Simple Random Distribution Checker:

srdc(generator, times, delta) {
distribution = {};
do {
  distribution[generator.next()]++;
} to times;
distribution /= times;
skew = (max - min)(distribution);
if( skew / 2 > delta)
  print(error)
}

Wednesday, February 24, 2010

License

I always worry about what license to release a new language under. There are too many licenses and not enough languages. (or maybe I have that backwards?)
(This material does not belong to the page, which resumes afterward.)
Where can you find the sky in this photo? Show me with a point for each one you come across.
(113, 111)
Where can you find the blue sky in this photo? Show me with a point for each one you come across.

A (biased) summary of some licenses:
  •  GPL
    • My language is so unique and powerful that only open-source programmers should be able to use it.
    • My language is complete enough that you won't need proprietary programs.
    • Beg and plead with me, and I might give you a better license
    • I will eat your children!
  • LGPL
    • You can use my language, but don't expect support unless you're contributing.
    • yadda yadda yadda
  • BSD
    • I don't care what you do
    • This project doesn't do much...
    • etc.
  • WTFPL
    • I don't care what you do.
    • Do it.
  • CC-BY-SA
    • What? Some weird person...
    • My software, use it if you want
  • CC0
    • free stuff!
I still don't know which one I want...

Thursday, January 21, 2010

Task List

  • Create universal language
    • Status: Not yet started
    • Possibility: x86
    • Requirements:
      • supports all known language constructs - INCOMPLETE
      • converter from previous languages - INCOMPLETE
  • Build universal compiler
    • Status: Not yet started
    • Requirements:
      • supports universal language - INCOMPLETE
      • supports all architectures - INCOMPLETE
      • fast - INCOMPLETE
  • Open universal editor
    • Status: Not yet started
    • Requirements:
      • supports universal language - INCOMPLETE
      • intuitive - INCOMPLETE
My task list (could take a while)

Sunday, January 10, 2010

Wisdom

Wisdom can be found in many places.
A: Calc. III took my virginity.
B: It found the area under your curves?
Apparently a bathroom stall is not one of them.